The SEC said it will resume implementing the rule depending on the resolution of the challenges.

“In issuing a stay, the Commission is not departing from its view that the Final Rules are consistent with applicable law and within the Commission’s long-standing authority to require the disclosure of information important to investors in making investment and voting decisions,” the SEC stated. “Thus, the Commission will continue vigorously defending the Final Rules’ validity in court and looks forward to expeditious resolution of the litigation.”

The commission added that the pause “avoids potential regulatory uncertainty if registrants were to become subject to the Final Rules’ requirements during the pendency of the challenges to their validity.” 

A sharply divided SEC finalized its climate disclosure rule last month, requiring certain publicly traded companies to disclose information on their direct or indirect greenhouse gas emissions. Within hours of the commission’s 3-2 vote, industry groups and Republican-led states sued, saying the SEC, as a regulator of the investment community, lacks statutory authority to regulate on environmental matters. 

The lawsuits have been consolidated in the St. Louis-based Eight Circuit.

The states challenging the rule include Alabama, Alaska, Georgia, Indiana, Kentucky, New Hampshire, Ohio, Oklahoma, South Carolina, Tennessee, Virginia, West Virginia and Wyoming.

University of Pennsylvania Carey Law School professor Jill Fisch said the pause has little practical effect as the rule’s reporting requirement does not begin until 2025. However, she added that the SEC’s action is a sign of the times.

“The agency seems to be very concerned that in the current political climate, a court is going to issue an adverse ruling,” said Fisch, who teaches securities regulation.

SEC Commissioner Mark Uyeda, a Republican who voted against the rule, told an audience of securities attorneys this week that “the climate rule’s fundamental flaw is that it mandates disclosures not financially material to investors.”

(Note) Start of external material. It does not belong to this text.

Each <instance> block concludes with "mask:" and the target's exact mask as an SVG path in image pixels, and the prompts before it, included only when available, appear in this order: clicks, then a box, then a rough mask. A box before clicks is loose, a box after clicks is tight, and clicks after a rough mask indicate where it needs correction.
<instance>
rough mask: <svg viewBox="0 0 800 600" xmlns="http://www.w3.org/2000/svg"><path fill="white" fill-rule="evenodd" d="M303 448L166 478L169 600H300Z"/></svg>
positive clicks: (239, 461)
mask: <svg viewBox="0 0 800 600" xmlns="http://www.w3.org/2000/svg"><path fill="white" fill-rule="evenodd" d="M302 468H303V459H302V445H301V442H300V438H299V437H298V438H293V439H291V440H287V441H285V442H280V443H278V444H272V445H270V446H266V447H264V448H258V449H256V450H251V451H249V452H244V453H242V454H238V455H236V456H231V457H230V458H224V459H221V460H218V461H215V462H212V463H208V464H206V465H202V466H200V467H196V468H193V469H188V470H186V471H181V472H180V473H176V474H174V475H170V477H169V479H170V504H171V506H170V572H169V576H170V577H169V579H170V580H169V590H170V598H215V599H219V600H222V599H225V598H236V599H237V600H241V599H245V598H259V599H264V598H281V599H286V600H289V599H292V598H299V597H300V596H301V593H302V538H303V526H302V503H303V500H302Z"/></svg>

“Absent financial materiality, the commission lacks the authority to broadly regulate the operating activities of public companies under the pretext of disclosure requirements,” Uyeda said at an “SEC Speaks in 2024″ event hosted by the Practising Law Institute. “Issues of national economic or political policy beyond the commission’s narrow statutory remit should be addressed by Congress, not financial regulators.” 

On Wednesday, a coalition of 18 Democratic-led states and the District of Columbia filed a motion to intervene in support of the SEC’s climate disclosure rule in the Eighth Circuit. 

“Investors need reliable, comparable information about risks that registered companies face and how they are managing those risks,” the pending motion stated. “Climate-related impacts are undeniably one such category of risk.”

The states are Arizona, Colorado, Connecticut, Delaware, Hawaii, Illinois, Maryland, Massachusetts, Michigan, Minnesota, Nevada, New Mexico, New York, Oregon, Rhode Island, Vermont, Washington and Wisconsin.